Centuries ago, people ate roughly equal amounts of the two fatty acids. Today, most Americans eat much more omega-6, which is prevalent in certain vegetable oils and thus fried foods, than omega-3, and some have argued that the skewing has become unhealthy.
In an email, Dr. Walter C. Willett, the chairman of the nutrition department at the Harvard T.H. Chan School of Public Health, said the differences between organic and conventional beef were trivial, and the amount of saturated fat in both were high.
“Far greater, and beneficial, differences in fatty acids are seen if poultry and fish replace red meat,” Willett said.
A shortcoming of the recommendation to eat more fish is that if everyone followed it, the rivers, oceans and lakes would be emptied of fish. Bazinet of the University of Toronto said that encouraging people to switch to organic meats and milk would perhaps be “a way to kind of get at them with the foods they’re already eating.”
Bazinet said observational studies suggested that adding 200 milligrams a day of omega-3s to an average diet should yield health benefits.
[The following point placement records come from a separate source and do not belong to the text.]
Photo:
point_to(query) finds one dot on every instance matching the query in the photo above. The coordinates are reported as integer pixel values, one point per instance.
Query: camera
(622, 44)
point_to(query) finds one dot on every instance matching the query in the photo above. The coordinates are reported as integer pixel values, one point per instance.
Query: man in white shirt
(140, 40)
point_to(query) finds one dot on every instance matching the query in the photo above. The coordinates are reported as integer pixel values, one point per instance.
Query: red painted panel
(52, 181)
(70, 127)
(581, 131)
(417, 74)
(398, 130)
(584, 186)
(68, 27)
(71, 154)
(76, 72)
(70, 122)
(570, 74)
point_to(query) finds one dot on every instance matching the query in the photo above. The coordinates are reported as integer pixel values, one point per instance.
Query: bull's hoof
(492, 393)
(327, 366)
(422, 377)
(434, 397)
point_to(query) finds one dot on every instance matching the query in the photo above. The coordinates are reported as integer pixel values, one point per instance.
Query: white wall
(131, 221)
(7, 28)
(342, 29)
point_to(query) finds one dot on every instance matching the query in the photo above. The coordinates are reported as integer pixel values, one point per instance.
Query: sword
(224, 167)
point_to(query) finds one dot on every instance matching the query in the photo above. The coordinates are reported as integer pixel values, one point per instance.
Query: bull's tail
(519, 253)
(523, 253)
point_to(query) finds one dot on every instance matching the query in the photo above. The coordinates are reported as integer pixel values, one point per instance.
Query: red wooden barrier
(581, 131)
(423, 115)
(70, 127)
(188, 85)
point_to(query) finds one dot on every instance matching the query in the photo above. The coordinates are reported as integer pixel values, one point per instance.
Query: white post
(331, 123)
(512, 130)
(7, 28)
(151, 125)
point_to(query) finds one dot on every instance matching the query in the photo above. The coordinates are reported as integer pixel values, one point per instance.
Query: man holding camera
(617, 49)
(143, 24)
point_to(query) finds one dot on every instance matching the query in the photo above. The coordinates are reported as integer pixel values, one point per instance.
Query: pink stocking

Switching to organic beef would add about 50 milligrams. “Eating one grass-fed beef serving per day is not going to do it,” he said.
But if combined with a couple of glasses of organic milk, “it should make a difference,” Bazinet said. “That would be the hypothesis.”
Scientists are now trying to examine the health question more directly.
Leifert cited several studies that indicated that infants of mothers who ate organic food were less likely to suffer from some medical conditions. He is also conducting experiments to see if rats fed organic foods are healthier. So far, he said, it appears that crop pesticide residue does have measurable effects.
“We still don’t know whether it kills you, but we do know it has an effect on hormonal balances,” he said. “It’s something that makes you think a little bit.”